Our Milky Way galaxy weighs in at about 1.5 trillion solar masses, measurements from the Hubble Space Telescope and the European Space Agency's Gaia mission have shown, scientists say.
The mass of the Milky Way is one of the most fundamental measurements astronomers can make about our galactic home.
However, despite decades of intense effort, even the best available estimates of the Milky Way's mass disagree wildly.
Now, by combining new data from ESA's Gaia mission with observations made with Hubble, astronomers have found that the Milky Way weighs in at about 1.5 trillion solar masses within a radius of 129, 000 light-years from the galactic centre.
Previous estimates of the mass of the Milky way ranged from 500 billion to three trillion times the mass of the Sun.
This huge uncertainty arose primarily from the different methods used for measuring the distribution of dark matter -- which makes up about 90 per cent of the mass of the galaxy.

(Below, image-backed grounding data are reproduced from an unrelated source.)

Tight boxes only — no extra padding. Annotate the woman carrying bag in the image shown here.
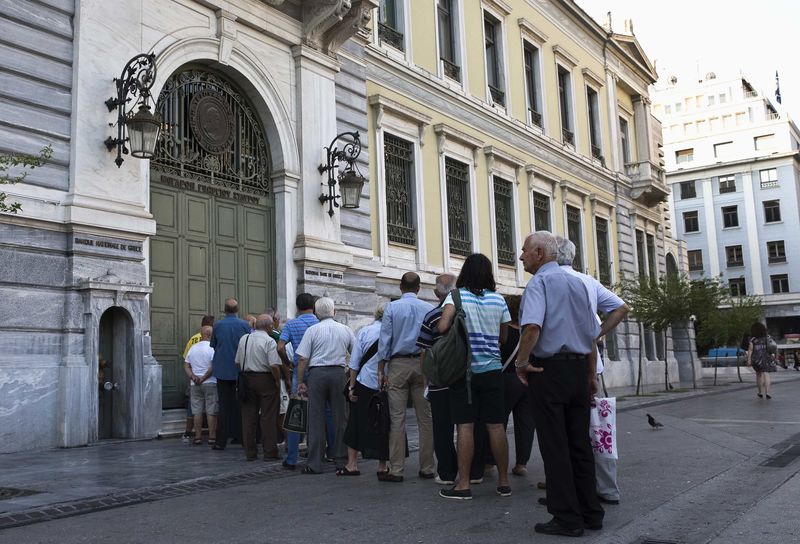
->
[747,322,778,399]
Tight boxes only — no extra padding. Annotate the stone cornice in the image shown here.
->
[517,17,549,45]
[552,45,579,69]
[434,123,485,150]
[483,0,513,17]
[582,67,604,88]
[369,94,433,127]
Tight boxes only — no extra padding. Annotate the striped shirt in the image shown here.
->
[443,288,510,374]
[279,313,319,366]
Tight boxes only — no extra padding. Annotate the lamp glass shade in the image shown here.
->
[338,171,365,209]
[127,104,162,159]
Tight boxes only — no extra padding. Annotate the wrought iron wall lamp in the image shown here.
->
[318,131,366,217]
[104,53,162,167]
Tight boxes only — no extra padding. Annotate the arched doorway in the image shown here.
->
[149,67,276,408]
[666,253,679,277]
[98,307,135,439]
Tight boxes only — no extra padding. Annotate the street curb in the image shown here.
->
[615,374,800,413]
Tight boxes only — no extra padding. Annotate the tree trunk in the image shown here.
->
[687,325,697,390]
[636,322,644,396]
[736,352,743,382]
[713,352,719,385]
[663,329,670,392]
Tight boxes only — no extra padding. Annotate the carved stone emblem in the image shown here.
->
[189,90,235,154]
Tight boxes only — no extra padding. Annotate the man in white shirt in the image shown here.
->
[184,326,217,446]
[235,314,283,462]
[297,297,356,474]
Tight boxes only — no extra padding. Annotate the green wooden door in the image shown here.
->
[150,182,275,408]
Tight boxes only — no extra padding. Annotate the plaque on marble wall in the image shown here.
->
[303,266,345,284]
[70,235,143,257]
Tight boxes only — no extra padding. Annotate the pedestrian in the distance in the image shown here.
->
[437,253,512,500]
[747,322,777,399]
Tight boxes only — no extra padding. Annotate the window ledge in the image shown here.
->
[722,226,741,230]
[764,221,783,225]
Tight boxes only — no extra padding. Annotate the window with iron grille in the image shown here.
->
[635,230,646,277]
[760,168,778,188]
[484,13,504,105]
[533,192,551,232]
[771,274,789,294]
[688,249,703,271]
[722,205,739,228]
[524,43,542,127]
[558,66,573,145]
[383,133,416,245]
[646,233,657,279]
[494,177,515,265]
[719,175,736,194]
[445,157,471,256]
[683,211,699,233]
[595,217,611,286]
[729,277,747,297]
[438,0,460,81]
[726,245,744,267]
[587,87,602,160]
[680,180,696,199]
[378,0,404,51]
[566,205,583,271]
[767,240,786,263]
[764,200,781,223]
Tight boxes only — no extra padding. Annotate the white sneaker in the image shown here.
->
[435,475,455,485]
[181,434,190,444]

"We just can't detect dark matter directly," said Laura Watkins from the European Southern Observatory, Germany, who led the team performing the analysis.
"That's what leads to the present uncertainty in the Milky Way's mass -- you can't measure accurately what you can't see!" Watkins said.

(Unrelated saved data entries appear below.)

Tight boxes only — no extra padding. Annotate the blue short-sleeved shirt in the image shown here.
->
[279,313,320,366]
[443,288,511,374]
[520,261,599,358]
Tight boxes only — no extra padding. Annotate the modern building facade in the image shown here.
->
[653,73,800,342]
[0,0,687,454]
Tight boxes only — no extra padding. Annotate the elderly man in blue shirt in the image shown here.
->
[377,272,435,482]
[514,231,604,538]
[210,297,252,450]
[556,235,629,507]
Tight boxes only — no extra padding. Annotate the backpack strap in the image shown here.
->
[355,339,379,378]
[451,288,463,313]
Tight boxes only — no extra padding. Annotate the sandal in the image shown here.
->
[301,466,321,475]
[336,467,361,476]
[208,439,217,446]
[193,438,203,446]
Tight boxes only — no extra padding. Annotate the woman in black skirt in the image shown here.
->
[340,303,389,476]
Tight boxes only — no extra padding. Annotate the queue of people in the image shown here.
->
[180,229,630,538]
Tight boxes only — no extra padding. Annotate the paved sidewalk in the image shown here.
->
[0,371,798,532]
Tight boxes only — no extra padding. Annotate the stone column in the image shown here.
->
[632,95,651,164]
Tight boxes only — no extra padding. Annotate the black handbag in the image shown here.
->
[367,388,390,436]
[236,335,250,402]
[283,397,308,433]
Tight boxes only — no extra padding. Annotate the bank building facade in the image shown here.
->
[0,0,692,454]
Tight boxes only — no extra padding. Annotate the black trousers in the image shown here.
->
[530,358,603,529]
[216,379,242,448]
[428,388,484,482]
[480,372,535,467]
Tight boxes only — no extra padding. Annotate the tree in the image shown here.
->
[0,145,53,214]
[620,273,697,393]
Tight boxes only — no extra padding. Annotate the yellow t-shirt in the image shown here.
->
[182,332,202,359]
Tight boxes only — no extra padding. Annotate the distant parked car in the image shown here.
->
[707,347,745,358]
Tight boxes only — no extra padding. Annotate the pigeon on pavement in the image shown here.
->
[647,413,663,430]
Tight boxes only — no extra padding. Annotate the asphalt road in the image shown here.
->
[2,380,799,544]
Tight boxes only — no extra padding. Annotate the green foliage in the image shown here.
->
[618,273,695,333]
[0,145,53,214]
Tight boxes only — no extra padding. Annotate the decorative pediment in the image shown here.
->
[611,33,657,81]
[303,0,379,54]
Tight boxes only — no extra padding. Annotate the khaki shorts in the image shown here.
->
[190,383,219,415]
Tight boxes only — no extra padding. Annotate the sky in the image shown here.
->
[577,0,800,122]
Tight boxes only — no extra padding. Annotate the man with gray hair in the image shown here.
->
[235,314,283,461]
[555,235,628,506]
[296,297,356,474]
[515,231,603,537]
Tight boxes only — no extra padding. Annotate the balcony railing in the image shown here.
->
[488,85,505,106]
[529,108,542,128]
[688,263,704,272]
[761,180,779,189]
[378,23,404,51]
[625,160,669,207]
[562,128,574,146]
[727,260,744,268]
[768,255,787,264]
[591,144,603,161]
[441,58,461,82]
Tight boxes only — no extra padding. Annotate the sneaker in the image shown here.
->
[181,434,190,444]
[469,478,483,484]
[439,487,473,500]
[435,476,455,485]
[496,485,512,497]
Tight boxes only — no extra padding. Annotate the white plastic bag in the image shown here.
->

Given the elusive nature of the dark matter, the team had to use a clever method to weigh the Milky Way, which relied on measuring the velocities of globular clusters -- dense star clusters that orbit the spiral disc of the galaxy at great distances.
"The more massive a galaxy, the faster its clusters move under the pull of its gravity," said N Wyn Evans from the University of Cambridge, UK.
"Most previous measurements have found the speed at which a cluster is approaching or receding from Earth, that is the velocity along our line of sight.
"However, we were able to also measure the sideways motion of the clusters, from which the total velocity, and consequently the galactic mass, can be calculated," Evans said.